Cirrhosis-Based Acute-on-Chronic Liver Failure Is Marked by Inflammation and Impaired Liver Regeneration Despite Stat3 Activation

Background and Aims: Acute-on-chronic liver failure (ACLF) is associated with excessive systemic inflammation, cell death, and organ failures. Yet, little is known about the hepatic histopathology of ACLF. Here, we assessed the histopathology and regenerative capacity of the liver in ACLF with or without cirrhosis. Methods: Liver specimens of patients with compensated cirrhosis (N = 37), acute decompensation (N = 40), and ACLF with (N = 18) or without (N = 10) cirrhosis were assessed for morphological features and the pro-regenerative Stat3 pathway.
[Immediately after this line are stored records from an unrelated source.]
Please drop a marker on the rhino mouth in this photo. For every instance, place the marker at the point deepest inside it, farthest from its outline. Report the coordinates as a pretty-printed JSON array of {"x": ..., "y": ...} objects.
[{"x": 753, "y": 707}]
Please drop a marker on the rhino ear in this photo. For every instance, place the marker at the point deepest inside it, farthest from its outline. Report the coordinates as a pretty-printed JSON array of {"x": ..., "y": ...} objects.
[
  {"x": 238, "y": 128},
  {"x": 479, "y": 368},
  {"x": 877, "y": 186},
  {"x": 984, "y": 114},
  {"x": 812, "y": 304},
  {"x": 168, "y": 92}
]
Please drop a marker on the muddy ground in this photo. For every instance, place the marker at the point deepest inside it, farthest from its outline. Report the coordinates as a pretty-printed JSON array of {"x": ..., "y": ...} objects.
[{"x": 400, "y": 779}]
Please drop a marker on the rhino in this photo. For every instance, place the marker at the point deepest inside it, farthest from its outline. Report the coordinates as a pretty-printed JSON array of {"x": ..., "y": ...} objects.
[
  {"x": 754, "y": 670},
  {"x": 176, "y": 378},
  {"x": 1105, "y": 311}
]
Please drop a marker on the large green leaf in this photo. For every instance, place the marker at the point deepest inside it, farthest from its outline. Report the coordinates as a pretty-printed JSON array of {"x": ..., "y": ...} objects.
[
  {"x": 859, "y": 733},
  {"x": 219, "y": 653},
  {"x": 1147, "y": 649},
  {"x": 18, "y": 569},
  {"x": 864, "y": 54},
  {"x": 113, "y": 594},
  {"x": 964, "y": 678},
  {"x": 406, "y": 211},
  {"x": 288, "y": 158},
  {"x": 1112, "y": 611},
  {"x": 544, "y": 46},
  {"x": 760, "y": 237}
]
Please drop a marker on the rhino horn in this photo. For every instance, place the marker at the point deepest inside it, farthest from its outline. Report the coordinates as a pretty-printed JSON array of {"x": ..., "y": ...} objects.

Results: ACLF was associated with high levels of lobular inflammation, tissue necrosis, and apoptosis. In patients with cirrhosis, the percentage of pStat3-positive hepatocytes was increasing with disease severity (3.5%/10.4%/21% for compensated cirrhosis/acute decompensation/cirrhosis-ACLF; P < .001), but lower in noncirrhotic ACLF vs cirrhosis-ACLF (21% vs 13%; P = .02). A distinct pattern of the expression of the proliferation marker Ki-67, a downstream effector marker of pStat3, was observed. Ki-67–positive hepatocytes were more frequent in patients with cirrhosis-ACLF compared to compensated cirrhosis or acute decompensation (4.9% vs 1.3% vs 1.8%; P < .05), but much lower in cirrhosis-ACLF vs noncirrhotic ACLF (4.9% vs 13.5%; P = .01). The ratio of Ki-67–positive to pStat3-positive hepatocytes was lowest in cirrhosis-ACLF and predicted 3-month transplant-free survival accurately (area under the curve = 0.95, P < .00001). Conclusion: Our study identifies hepatic inflammation and Stat3 activation as hallmarks of ACLF. In cirrhosis-ACLF, Stat3 activation does not appear to translate in effective liver regeneration, which is distinct from noncirrhotic ACLF.